図1:SETBP1変異によるJMMLの進行モデル

 実際に、これらの遺伝子変異を有する症例(n=16)は、有さない症例(n=76)と比較して全生存率は低い傾向にあり、また移植をしないで生存できる確率(無移植生存率)は有意に低いことがわかりました。


図2:二次性変異が無移植生存率に及ぼす影響

今後の展開

 今回の成果によって、JMMLの患者さんの症例に応じて同種造血幹細胞を移植する必要があるか否かを予測し、治療する道が拓けます。
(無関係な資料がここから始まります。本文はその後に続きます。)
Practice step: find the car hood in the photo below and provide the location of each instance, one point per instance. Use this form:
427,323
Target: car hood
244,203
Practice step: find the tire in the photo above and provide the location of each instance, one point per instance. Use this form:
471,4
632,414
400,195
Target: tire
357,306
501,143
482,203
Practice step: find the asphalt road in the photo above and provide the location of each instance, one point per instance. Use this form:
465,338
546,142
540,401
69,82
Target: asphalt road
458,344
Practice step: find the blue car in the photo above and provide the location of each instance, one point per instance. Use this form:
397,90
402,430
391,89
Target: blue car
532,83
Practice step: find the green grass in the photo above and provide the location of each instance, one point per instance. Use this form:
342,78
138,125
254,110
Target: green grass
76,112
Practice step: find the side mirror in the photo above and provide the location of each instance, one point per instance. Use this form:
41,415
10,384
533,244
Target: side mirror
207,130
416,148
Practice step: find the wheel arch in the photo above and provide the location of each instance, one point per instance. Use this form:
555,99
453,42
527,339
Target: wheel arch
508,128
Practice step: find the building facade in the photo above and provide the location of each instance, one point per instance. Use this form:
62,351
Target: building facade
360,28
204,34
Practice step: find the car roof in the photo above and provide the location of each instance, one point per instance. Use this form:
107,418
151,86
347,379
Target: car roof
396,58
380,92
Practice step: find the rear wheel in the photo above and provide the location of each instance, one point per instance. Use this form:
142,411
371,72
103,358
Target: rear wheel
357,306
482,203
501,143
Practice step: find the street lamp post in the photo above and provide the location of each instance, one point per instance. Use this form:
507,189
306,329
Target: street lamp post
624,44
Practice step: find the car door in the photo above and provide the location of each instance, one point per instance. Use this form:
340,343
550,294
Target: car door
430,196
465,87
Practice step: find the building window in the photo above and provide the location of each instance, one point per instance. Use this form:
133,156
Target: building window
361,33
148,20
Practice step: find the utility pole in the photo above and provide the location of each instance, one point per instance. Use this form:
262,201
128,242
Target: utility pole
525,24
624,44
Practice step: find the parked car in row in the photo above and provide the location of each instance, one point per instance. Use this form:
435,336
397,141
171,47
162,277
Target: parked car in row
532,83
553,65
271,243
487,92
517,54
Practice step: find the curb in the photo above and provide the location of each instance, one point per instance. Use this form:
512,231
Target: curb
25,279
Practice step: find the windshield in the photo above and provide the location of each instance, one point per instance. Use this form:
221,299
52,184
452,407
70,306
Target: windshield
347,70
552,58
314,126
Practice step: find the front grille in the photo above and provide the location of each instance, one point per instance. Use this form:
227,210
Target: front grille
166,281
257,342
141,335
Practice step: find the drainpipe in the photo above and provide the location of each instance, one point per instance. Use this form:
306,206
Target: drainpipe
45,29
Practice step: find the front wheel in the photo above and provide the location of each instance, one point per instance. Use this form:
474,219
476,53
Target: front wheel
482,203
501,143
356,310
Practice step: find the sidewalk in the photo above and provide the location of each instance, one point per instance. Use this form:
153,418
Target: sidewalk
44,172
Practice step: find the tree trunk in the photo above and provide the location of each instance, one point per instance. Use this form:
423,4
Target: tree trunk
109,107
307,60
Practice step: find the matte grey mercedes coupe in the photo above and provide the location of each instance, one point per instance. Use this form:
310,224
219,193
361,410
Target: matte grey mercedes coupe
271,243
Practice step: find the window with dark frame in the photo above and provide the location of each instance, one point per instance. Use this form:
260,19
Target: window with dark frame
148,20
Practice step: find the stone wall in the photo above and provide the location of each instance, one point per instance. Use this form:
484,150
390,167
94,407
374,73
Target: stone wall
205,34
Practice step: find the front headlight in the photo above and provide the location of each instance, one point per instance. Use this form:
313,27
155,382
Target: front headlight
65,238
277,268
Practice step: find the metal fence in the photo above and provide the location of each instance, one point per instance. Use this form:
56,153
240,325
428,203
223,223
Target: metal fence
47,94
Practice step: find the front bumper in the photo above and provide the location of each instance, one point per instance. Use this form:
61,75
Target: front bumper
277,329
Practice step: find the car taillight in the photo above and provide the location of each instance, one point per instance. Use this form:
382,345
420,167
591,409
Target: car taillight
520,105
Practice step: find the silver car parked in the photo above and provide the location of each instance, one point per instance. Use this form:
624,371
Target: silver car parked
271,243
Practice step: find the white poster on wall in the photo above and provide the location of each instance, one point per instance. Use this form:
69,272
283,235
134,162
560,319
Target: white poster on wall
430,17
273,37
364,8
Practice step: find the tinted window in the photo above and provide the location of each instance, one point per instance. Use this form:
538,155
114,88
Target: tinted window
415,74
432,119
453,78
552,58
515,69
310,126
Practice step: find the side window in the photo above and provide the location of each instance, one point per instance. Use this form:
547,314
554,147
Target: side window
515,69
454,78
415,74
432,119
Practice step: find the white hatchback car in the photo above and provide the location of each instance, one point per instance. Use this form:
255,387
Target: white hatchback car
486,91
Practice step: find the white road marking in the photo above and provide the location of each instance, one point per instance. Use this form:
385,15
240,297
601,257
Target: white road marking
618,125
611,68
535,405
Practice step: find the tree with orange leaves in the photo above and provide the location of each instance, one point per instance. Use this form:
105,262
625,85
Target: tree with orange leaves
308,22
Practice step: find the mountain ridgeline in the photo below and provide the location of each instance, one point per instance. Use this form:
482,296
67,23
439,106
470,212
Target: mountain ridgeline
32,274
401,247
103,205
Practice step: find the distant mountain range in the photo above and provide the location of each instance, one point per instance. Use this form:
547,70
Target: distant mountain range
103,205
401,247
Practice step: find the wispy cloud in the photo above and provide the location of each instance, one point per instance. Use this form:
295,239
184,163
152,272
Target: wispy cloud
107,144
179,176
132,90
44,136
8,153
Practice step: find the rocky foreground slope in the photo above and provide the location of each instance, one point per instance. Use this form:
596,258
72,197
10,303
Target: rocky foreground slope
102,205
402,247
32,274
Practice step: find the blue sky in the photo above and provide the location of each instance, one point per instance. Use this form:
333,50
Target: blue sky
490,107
これは、JMMLの移植適応を検討するうえで、大きな意義を持ちます。また、新規の遺伝子異常が判明したことで、これらの遺伝子を標的にした新たな治療法の開発が期待できます。

用語解説

全エクソンシーケンス

ヒトのすべての遺伝子のうち、タンパク質をコードする領域(エクソン)の配列を抽出し、その塩基配列を高速に決定する方法

書誌情報

[DOI] http://dx.doi.org/10.1038/ng.2698

掲載誌

Nature Genetics, 2013/07/07/online

著者

Sakaguchi Hirotoshi, Okuno Yusuke, Muramatsu Hideki, Yoshida Kenichi, Shiraishi Yuichi, Takahashi Mariko, Kon Ayana, Sanada Masashi, Chiba Kenichi, Tanaka Hiroko, Makishima Hideki, Wang Xinan, Xu Yinyan, Doisaki Sayoko, Hama Asahito, Nakanishi Koji, Takahashi Yoshiyuki, Yoshida Nao, Maciejewski Jaroslaw P, Miyano Satoru, Ogawa Seishi, Kojima Seiji.

論文名

Exome sequencing identifies secondary mutations of SETBP1 and JAK3 in juvenile myelomonocytic leukemia
(全エクソンシーケンスによる若年性骨髄単球性白血病における2次変異としてのSETBP1およびJAK3遺伝子変異の同定)

 

  • 中日新聞(7月8日 29面)、日刊工業新聞(7月8日 15面)および読売新聞(7月14日 29面)に掲載されました。